Thermografie is een meettechniek waarmee op afstand de temperatuur van een object kan worden bepaald (als de emissiviteit bekend is). Vervolgens kan een warmtebeeld van dat object verkregen worden. De emissiviteit van het object geeft weer hoe goed een object energie kan uitstralen.
Thermografische camera’s detecteren infrarode straling van 900 nanometer tot 14.000 nanometer in het elektromagnetische spectrum. Toepassingen situeren zich in bewaking, militaire, medische en procestechniek, kwaliteitscontrole en brandbeveiliging.
Thermografische camera’s kunnen ook in de lucht gebruikt worden om thermografische luchtbeelden te maken. Hierbij kan dus een idee gevormd worden van de temperatuur of warmteverlies van de bovenzijde van verschillende objecten (bv. daken van gebouwen).
Het is zeer belangrijk om de emissiviteit van een object te weten als men de temperatuur van een object wil bepalen. Een object met een hoge emissiviteit kan er immers warm uitzien maar toch eenzelfde temperatuur hebben als een object met lage emissiviteit (dat er dan kouder uit kan zien dan het werkelijk is).

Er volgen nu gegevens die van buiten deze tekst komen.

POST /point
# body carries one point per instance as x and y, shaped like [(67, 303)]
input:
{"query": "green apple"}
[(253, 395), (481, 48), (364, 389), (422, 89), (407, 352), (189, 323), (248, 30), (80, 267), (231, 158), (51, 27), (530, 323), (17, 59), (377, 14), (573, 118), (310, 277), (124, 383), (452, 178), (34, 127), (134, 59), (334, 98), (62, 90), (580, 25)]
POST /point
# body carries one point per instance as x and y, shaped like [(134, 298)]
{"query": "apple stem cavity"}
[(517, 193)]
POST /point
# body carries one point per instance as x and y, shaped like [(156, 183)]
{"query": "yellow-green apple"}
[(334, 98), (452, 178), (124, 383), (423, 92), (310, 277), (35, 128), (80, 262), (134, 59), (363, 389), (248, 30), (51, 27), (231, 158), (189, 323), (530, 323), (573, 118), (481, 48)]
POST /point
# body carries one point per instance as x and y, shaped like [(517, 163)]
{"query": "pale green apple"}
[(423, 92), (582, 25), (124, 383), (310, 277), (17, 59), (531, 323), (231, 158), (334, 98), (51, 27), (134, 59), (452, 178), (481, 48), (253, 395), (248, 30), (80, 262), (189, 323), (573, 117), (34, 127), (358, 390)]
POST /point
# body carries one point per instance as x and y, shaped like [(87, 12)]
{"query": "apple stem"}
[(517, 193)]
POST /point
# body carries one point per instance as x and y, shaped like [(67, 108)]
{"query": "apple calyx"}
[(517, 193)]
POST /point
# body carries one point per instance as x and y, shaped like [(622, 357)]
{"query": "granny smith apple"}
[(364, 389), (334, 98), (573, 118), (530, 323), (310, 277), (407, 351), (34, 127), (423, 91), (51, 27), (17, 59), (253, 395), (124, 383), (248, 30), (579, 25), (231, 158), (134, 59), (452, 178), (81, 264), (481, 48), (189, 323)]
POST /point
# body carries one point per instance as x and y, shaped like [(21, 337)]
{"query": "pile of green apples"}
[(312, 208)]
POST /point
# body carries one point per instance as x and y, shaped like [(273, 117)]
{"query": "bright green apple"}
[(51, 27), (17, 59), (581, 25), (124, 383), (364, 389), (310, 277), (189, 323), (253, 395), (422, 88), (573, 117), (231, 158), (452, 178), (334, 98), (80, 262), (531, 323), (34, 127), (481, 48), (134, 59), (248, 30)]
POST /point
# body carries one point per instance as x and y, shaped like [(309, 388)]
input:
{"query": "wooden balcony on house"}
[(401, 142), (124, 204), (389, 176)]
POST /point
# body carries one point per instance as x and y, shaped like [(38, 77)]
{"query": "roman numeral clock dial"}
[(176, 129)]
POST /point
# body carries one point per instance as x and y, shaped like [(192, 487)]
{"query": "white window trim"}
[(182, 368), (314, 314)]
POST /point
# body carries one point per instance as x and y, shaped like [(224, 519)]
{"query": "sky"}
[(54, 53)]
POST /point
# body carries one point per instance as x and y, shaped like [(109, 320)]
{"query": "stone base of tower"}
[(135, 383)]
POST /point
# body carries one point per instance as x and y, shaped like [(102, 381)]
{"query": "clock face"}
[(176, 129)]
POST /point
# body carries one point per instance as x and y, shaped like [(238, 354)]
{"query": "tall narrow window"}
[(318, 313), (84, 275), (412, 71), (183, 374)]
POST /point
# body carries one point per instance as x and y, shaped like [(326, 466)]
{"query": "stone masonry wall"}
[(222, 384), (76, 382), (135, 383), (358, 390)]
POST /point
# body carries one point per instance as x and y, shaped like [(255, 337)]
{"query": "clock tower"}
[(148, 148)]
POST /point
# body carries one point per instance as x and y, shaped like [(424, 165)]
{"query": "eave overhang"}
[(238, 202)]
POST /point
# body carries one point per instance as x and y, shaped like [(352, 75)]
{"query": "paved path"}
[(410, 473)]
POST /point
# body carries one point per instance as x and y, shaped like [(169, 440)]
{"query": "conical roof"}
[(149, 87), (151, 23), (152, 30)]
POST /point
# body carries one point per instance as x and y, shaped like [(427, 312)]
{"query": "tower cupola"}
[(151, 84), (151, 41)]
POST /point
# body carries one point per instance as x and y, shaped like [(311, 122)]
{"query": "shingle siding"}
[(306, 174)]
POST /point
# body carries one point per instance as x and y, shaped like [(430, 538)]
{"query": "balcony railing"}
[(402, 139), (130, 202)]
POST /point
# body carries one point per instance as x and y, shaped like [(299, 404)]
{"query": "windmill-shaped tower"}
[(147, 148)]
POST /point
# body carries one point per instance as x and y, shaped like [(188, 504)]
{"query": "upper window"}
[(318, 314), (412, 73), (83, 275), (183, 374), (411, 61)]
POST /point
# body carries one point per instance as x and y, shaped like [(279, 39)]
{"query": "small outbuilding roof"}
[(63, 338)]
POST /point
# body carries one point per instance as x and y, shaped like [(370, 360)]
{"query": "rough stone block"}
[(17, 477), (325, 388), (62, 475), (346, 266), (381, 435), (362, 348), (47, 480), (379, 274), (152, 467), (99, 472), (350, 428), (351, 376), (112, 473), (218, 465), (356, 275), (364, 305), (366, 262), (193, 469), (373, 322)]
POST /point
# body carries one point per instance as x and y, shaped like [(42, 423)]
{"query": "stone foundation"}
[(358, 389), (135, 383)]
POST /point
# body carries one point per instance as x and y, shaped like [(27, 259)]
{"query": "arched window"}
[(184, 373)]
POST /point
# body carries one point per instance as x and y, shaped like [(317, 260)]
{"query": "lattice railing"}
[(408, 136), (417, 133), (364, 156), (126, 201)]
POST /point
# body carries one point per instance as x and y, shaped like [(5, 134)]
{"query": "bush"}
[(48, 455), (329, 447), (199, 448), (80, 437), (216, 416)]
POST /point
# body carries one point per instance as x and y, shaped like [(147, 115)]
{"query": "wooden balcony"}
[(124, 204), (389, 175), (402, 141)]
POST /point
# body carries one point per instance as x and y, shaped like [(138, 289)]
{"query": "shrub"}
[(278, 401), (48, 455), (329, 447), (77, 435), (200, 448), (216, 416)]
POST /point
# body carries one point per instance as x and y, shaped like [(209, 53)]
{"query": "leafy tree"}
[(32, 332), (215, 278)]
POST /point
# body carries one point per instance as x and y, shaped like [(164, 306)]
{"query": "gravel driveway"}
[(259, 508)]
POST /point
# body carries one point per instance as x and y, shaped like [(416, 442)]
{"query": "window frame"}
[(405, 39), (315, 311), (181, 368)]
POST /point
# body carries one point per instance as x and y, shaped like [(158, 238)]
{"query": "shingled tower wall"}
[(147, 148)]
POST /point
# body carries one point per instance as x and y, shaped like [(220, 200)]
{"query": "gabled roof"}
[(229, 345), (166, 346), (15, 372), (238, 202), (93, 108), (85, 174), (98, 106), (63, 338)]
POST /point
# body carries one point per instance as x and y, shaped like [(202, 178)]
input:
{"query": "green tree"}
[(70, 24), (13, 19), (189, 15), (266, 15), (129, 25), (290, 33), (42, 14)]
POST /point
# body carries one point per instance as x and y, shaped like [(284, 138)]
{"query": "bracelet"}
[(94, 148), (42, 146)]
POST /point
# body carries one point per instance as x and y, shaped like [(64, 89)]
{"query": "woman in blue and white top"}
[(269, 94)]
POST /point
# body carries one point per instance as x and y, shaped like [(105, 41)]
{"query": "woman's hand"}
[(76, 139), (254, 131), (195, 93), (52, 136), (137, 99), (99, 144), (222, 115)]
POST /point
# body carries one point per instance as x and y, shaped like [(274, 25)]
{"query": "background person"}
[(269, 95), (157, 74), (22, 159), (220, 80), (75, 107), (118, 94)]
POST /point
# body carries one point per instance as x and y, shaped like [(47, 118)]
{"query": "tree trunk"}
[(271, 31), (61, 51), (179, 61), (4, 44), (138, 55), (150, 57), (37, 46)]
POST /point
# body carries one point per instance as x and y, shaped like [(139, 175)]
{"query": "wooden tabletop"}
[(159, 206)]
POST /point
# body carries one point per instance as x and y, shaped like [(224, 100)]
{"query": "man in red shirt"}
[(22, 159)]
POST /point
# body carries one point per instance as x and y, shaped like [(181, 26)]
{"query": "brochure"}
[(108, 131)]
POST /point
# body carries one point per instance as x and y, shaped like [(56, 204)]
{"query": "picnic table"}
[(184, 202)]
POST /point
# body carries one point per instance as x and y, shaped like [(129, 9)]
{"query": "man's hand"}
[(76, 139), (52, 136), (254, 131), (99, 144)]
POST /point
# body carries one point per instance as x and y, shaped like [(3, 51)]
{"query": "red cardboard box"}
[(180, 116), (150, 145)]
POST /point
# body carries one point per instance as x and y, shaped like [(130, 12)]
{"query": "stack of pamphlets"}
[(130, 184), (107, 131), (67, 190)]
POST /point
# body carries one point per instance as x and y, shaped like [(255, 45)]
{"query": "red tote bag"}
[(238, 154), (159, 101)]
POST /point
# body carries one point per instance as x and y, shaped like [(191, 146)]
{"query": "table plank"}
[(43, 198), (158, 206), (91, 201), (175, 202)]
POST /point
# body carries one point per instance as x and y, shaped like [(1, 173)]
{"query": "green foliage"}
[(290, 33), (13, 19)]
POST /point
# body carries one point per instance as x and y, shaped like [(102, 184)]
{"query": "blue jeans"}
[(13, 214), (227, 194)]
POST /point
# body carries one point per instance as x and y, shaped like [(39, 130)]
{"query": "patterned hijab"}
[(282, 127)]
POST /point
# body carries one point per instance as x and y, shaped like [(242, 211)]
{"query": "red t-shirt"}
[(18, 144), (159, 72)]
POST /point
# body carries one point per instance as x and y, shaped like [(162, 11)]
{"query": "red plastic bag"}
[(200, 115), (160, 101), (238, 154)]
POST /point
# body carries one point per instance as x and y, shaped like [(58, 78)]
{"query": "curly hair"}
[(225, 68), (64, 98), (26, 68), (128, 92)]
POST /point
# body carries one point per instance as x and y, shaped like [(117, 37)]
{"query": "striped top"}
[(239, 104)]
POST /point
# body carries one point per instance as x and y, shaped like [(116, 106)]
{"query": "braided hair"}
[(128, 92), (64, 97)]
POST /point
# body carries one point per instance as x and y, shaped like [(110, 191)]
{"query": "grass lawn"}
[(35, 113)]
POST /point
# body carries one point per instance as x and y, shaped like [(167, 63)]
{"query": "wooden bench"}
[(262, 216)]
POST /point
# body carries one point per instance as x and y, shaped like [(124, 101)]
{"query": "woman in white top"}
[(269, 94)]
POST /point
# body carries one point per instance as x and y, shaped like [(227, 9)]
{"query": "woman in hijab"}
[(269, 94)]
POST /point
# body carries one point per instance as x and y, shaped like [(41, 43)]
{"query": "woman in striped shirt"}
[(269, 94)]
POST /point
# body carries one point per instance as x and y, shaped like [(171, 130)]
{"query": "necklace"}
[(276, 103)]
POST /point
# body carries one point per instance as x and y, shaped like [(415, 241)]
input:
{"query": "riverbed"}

Een en ander heeft ook invloed op de interpretatie van thermografische luchtbeelden. Een stalen dak heeft een lage emissiviteit. Als zo’n dak er warm uitziet op het luchtbeeld, is dit dus voornamelijk te wijten aan een slechte isolatie van het dak of aan verwarming in het gebouw zelf (of beiden). Eenzelfde gebouw met dakpannen kan eenzelfde temperatuur en eenzelfde isolatie hebben als het gebouw met een stalen dak. Toch zal dit er anders uitzien op een thermografisch beeld.
Omdat het onmogelijk is om de emissiviteit te bepalen van elk gebouw waarvan thermografische luchtbeelden zijn genomen, worden er andere maatregelen genomen om de invloed van de emissiviteit te beperken. Er wordt ’s nachts gevlogen wanneer het helder is, er geen sneeuw of ijs ligt en de temperatuur lager is dan 5°C. Op deze manier wordt de invloed van emissiviteit beperkt omdat de daken het zonlicht niet meer weerkaatsen en zodanig zijn afgekoeld dat ze zelf geen energie meer uitstralen.
Daarnaast worden er ook temperatuurmetingen op de grond uitgevoerd om de opgenomen thermografische beelden te calibreren en interpreteren. Deze referentiemetingen worden zowel op open vlakken met eenzelfde temperatuur als onder daken van gebouwen zelf uitgevoerd.
Elementen zoals de aanwezigheid van metalen constructiedelen in de dakopbouw, de aanwezigheid van dakkapellen en dakvensters blijven belangrijke gegevens bij de interpretatie van thermofoto’s. We mogen niet enkel op basis van een thermofoto besluiten of een dak goed of slecht geïsoleerd is. Wat als een woning niet wordt verwarmd tijdens de vlucht of als een dakvenster in een verwarmd gebouw bleef open staan? Een analyse op het terrein om de reële toestand in te schatten is een meerwaarde.